# I still think Obama is a closet Muslim!



## hunter9494 (Jan 21, 2007)

http://www.foxnews.com/politics/first10 ... e-request/

is there no end to this crap?  can you imagine ANY OTHER PREZ asking to change the backdrop? wake the he11 up people!


----------



## Plainsman (Jul 30, 2003)

> Georgetown University hid a religious inscription representing the name of Jesus during President Obama's address there Tuesday, FOXNews.com has confirmed, because White House staff asked the school to cover up all religious symbols and signs while the president was on stage.
> 
> The monogram IHS, whose letters spell out the name of Jesus, and which normally perches above the stage in Gaston Hall where the president spoke, was covered over with what appeared to be black wood during the address.


I have never been a person who has been sure of things. There are just to many variables, and to little credability in people for me to trust that anyone can know anything "for sure". From the other side of the coin sometimes evidence builds that makes denying that something is not so near impossible. In the end I guess I look at things on a scale of probability. Even with statistical 98% confidence levels of scientific data I remain somewhat skeptical.

I look at Obama's pastor Wright, and his association with radical Muslims like Farrakhan and Kadafi. I look at his relationship with Bill Ayers. I look at his administration refusing to call terrorists what they are, and bowing to the prince of Saudi Arabia. I look at things like not wanting the name of Jesus displayed at this university. For me it adds up to:
90% chance he is Muslim
98% chance he hates what America is currently
99.9% chance he is socialist
95% chance his is communist
99.9% chance he would like to take all firearms from Americans
99% chance that he is willing to give up much of our sovereignty to the UN
100% chance his change with be a nightmare for the America we love. 
10% chance he doesn't know what he is doing.


----------



## doublereed (Mar 27, 2009)

He's an open Muslim.... not a closet Muslim. Everyone knew that before they voted him in.

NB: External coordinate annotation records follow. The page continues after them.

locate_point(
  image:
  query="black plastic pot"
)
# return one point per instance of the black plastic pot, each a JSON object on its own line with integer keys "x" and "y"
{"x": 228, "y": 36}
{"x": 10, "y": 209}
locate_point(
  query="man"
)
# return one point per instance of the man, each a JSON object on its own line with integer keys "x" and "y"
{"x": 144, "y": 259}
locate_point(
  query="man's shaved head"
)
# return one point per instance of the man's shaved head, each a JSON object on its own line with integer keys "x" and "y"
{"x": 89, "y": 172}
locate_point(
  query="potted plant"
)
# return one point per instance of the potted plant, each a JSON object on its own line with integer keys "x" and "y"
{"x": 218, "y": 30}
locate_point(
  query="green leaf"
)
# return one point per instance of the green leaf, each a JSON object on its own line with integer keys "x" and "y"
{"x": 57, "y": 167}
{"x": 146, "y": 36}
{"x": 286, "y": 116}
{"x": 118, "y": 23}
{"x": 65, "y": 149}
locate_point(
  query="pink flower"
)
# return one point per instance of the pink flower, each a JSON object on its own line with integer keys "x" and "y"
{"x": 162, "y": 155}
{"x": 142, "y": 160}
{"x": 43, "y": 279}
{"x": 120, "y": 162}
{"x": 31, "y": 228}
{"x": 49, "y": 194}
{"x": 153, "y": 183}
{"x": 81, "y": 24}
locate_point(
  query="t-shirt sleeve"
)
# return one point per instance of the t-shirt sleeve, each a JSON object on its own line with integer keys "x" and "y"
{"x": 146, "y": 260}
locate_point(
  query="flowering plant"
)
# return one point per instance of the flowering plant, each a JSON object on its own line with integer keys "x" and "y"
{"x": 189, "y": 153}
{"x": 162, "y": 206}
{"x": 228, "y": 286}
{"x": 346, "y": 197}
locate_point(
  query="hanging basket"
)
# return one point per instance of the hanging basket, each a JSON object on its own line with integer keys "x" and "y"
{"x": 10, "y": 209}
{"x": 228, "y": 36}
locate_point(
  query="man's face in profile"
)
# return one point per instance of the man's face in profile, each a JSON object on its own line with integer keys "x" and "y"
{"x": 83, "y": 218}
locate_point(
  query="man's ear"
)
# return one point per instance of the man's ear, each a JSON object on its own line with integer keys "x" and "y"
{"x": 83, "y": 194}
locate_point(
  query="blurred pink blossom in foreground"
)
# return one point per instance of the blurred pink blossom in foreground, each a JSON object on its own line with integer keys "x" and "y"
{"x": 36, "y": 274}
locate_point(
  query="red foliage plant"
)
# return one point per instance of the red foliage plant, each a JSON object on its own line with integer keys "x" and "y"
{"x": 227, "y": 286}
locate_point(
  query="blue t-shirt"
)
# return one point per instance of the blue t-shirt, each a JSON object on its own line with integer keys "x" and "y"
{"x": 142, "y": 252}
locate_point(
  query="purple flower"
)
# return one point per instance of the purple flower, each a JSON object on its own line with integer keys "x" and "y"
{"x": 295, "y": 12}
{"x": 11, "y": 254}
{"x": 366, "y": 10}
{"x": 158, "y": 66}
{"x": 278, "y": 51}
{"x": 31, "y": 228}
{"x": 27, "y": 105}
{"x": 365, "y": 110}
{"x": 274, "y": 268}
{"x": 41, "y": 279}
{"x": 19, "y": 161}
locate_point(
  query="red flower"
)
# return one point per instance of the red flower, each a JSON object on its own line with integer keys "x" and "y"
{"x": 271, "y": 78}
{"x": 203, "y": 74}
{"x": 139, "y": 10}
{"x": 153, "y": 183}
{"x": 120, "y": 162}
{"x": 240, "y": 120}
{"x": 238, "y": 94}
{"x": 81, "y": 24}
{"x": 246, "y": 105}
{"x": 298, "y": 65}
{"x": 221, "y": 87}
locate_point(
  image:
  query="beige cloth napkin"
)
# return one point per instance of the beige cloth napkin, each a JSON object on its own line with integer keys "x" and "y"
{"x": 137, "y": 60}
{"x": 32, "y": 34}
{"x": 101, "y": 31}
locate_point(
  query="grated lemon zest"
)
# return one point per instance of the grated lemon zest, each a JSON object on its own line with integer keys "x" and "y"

He is not promoting the Muslim faith, at least not yet, but he does try to respect ALL religions by not showing any religious symbols.

I think he's being respectful to all and don't know why everyone has a fuss when he says or does something politically correct.


----------



## fhalum (Oct 7, 2008)

doublereed said:


> I think he's being respectful to all and don't know why everyone has a fuss when he says or does something politically correct.


I agree. It's one thing to gripe about being "politically correct" for those of us whose careers are not based in politics. Sure, I've made lots of jokes about needing to be politically correct. However, if you're in an elected office, doesn't it just make sense that you would try to be politically correct at all times?


----------



## Plainsman (Jul 30, 2003)

> However, if you're in an elected office, doesn't it just make sense that you would try to be politically correct at all times?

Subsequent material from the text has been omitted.